This feature story uses powerful anecdotes to examine whether “complicated” grief can be remedied by special therapy. The story references a review article in the New England Journal of Medicine, but appears to rest mainly on a single small clinical trial. We thought the quality of this evidence deserved a bit more scrutiny than the story provided. We were pleased, however, that the story quoted a skeptic and provided some context for the controversy of re-labeling grief in a way that could produce over-treatment. The story rightly noted the professional disagreement about whether and when to distinguish pathological or “complicated” grief from depression.
Labels matter in how patients seek help. This story’s empathetic description of two women’s suffering risks unbalancing the discussion over “complicated grief” — a label that scientist-committees of the American Psychiatric Association have determined needs further study before it can be accepted. The story’s nod to this debate is essential to signal for readers that the risks and benefits of a relabeling aren’t fully established.
The story does not tell us what it costs to get 16 weeks of complicated grief therapy. The insurance issues for medical care are thorny enough, but mental health coverage often lags behind other categories. The story would have been more useful had it mentioned that most therapy costs upwards of $150 an hour, and that a 16-week set might be more than $2,400 and might not be covered.
The story explains how the participants in one small study were randomly assigned to different kinds of psychotherapy. The group receiving what is called “complicated” therapy showed more than 70 percent “much improved” or “very much improved” in the severity of their symptoms and impairment, compared with 32 percent in the standard psychotherapy group. That’s a useful and user-friendly way to characterize the results. Much better than saying something like, “More than twice the number of patients receiving complicated therapy saw significant improvement,” which is how many stories might have put it.
The story does not come out and discuss the general topic of harms vs. benefits of “complex” therapy. But it does manage to clear our bar by quoting skeptic Jerome Wakefield, who says that labeling of people might result in over-treatment.
“By diagnosing complicated grief just six months after a death, he said, “you’ll get a lot of normal people receiving treatment they don’t need,” including drugs.
We’ll give the benefit of the doubt here, although it’s debatable whether a single quote about the controversy of labeling covers enough ground on this issue.
There are a couple of concerns here.
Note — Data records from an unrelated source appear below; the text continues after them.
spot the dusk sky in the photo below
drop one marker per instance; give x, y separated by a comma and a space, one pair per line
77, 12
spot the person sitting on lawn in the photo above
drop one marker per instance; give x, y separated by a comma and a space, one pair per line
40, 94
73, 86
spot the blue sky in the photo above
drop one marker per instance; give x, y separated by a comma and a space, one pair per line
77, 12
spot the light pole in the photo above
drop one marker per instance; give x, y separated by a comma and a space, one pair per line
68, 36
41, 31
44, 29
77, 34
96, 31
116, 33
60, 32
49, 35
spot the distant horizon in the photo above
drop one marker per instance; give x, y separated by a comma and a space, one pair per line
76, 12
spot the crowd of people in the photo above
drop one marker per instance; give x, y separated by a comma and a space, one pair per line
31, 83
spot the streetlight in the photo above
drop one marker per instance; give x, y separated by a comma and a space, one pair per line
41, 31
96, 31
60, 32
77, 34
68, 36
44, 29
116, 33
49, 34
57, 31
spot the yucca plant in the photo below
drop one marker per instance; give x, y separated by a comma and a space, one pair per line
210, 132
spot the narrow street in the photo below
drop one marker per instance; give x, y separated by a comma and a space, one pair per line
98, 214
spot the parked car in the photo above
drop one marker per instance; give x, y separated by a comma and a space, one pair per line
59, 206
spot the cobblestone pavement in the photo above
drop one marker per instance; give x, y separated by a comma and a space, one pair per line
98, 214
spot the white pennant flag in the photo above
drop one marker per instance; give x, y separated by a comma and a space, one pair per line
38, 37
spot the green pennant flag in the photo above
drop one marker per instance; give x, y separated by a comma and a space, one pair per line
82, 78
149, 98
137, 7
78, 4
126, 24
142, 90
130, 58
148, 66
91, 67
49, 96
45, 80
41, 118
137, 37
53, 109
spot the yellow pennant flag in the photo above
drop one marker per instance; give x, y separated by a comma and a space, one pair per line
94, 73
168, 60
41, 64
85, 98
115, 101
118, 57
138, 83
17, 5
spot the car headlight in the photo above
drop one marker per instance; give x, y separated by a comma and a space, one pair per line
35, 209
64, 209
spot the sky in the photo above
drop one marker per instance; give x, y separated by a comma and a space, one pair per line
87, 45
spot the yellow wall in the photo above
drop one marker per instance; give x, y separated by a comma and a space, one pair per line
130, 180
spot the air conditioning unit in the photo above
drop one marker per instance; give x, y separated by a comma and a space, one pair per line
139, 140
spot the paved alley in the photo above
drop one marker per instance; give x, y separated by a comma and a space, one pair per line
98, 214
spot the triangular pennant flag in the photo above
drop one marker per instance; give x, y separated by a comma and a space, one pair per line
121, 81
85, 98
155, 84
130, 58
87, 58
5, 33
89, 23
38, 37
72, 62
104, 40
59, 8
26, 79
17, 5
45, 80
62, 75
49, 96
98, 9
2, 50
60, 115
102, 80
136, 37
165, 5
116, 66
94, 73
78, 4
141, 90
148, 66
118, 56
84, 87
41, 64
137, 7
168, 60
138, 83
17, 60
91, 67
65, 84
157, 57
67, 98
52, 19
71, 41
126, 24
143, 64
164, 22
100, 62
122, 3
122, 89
One is that the vivid portrayal of two women who personally benefited from complicated grief therapy risks overshadowing the evidence — which is not as clear-cut as these positive stories might suggest to the reader. We think that the story needed to tell the reader explicitly that the evidence is preliminary and based largely on a single small study. We are glad the story outlined the evidence, and we are glad it included the statement that “a larger, four-site study” was completed but not published. But we think it’s a stretch to talk about that unpublished study showing “similar effectiveness” to the first study without some clearer acknowledgment that this evidence hasn’t been reviewed or scrutinized by other experts.
The story correctly shows the controversy over the labeling of one sort of grief as “abnormal.” Professionals are still arguing over that.
But the story is on shakier ground when discussing the percentage of grieving people who might be affected by such “abnormal” grief. It references a study putting the proportion at around 7 to nine percent, then quotes an expert who says the “real” figure might be closer to 10 to 15 percent. We thought the story should have provided some justification for why the bigger figure was the “real” one. However, we don’t think that omission is enough to affect our rating of Satisfactory.
The story includes several sources whose affiliations are well described, including a skeptical voice. There is no obvious conflict of interest, beyond the professional investment that some of these researchers might have in advancing the notion of “complicated” grief.
The story spends time talking about ordinary vs. complicated grief, but it doesn’t describe what might be the alternative ways of a person coping with dysfunction years after a loss. Is treatment for depression sometimes effective? What are the alternatives to the label of “complicated grief?”
We also found the description of the special therapy too brief. These few words were all we could find to define this new form: “focuses specifically on bereavement symptoms, and incorporates memories, photographs and recordings.” We hoped for more detail about how this therapy might differ from more traditional forms of psychotherapy.
A consumer cannot tell from this story whether complicated grief therapy is widely available outside of research centers in urban areas.
The story establishes the novelty of complicated grief therapy.
The story goes beyond any news release to include independent reporting.